Now, the blending of patches has an upside and a downside. On the upside, it enables us to get around traffic jams. We can just transport as many check-ins as we get. The downside is, the answers that the builds and test runs give can’t be associated with individual check-ins anymore. Well, “passes” can, “failures” cannot. I’ll postpone perf testing here, 10% win, 9% loss, end up where you were.

There have been previous posts on whether shuttle buses or cabs are the way to go, and my answer is “neither”. I guess there is an easy answer if you assume that you have no limits on machines, in that case, just let them run on check-in. That’s great — at least as long as you can actually relate the resulting build, and the tests run on that build, to a source tree. Once we’re running out of machines, the story is a little different. Every machine should be continuously building then, and the trick is, ‘by then’. That is, each build should adjust the time it’s waiting for more check-ins such that, by the time the last idle machine kicks off, all available machine are fairly distributed across the ETA of the next machine. Let’s pick some arbitrary number for an initial stabilization time, Tmin. Waiting time for machine n of N could then be

Tmin * (N-n)/(N-1) + ETA/2 * (n-1)/(N-1)

if we choose to weight linearly. I did a little scatterplot game for you to pick different amounts of slaves, mintimes, etas and such. I bet there is a way to pick better values for Tmin and the power based on bonsai and tinderbox statistics.

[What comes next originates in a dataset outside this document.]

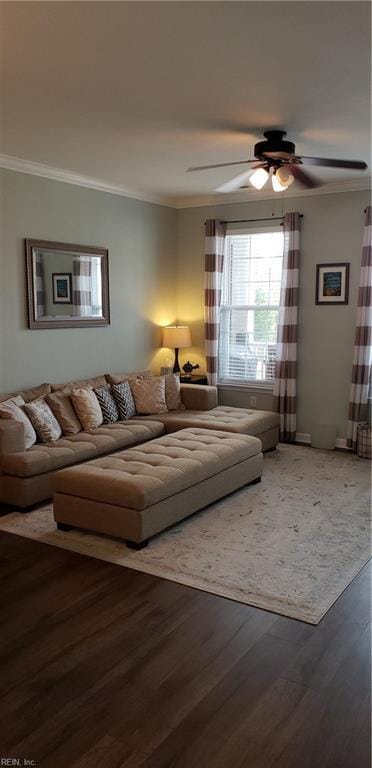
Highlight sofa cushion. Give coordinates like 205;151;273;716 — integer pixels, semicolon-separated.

Sadly, neither tinderbox nor buildbot offer this, but I could imagine that this would be of more general use to buildbot clients, and would be something to get upstream.

The other part of the picture is “did this particular change impact ???”. Now, for questions like “does this compile?”, the answer is fairly trivial. I think the same goes for things like unit tests or ref tests. As long as the current state of the tree passes, we’re fine. When it fails, that’s a more interesting question. Like, it might make sense to then actually refine the built source stamps.

But for questions regarding perfomance, there are worst case scenarios. Like, you see a 1% regression. Is it a 1% regression from patch 2, or is patch 2 actually improving performance, but patch 1 just totally borked it? On top of that, performance data is noisy data. There’s likely a good heuristic algorithm to distribute sampling of builds to measure performance on based on total count of tests run per build, age of the build, and current noise on the performance data for that build. So in particular for performance testing, it would be interesting to not just build the latest well-defined source state (thanks cvs), but also to be able to build previously not built source states, and in the performance architecture, to spend the available cycles to further refine the statistics on a range of recent builds, instead of just the latest. And to, of course, relate those data points with the source stamp that correlates to the build that was tested right now.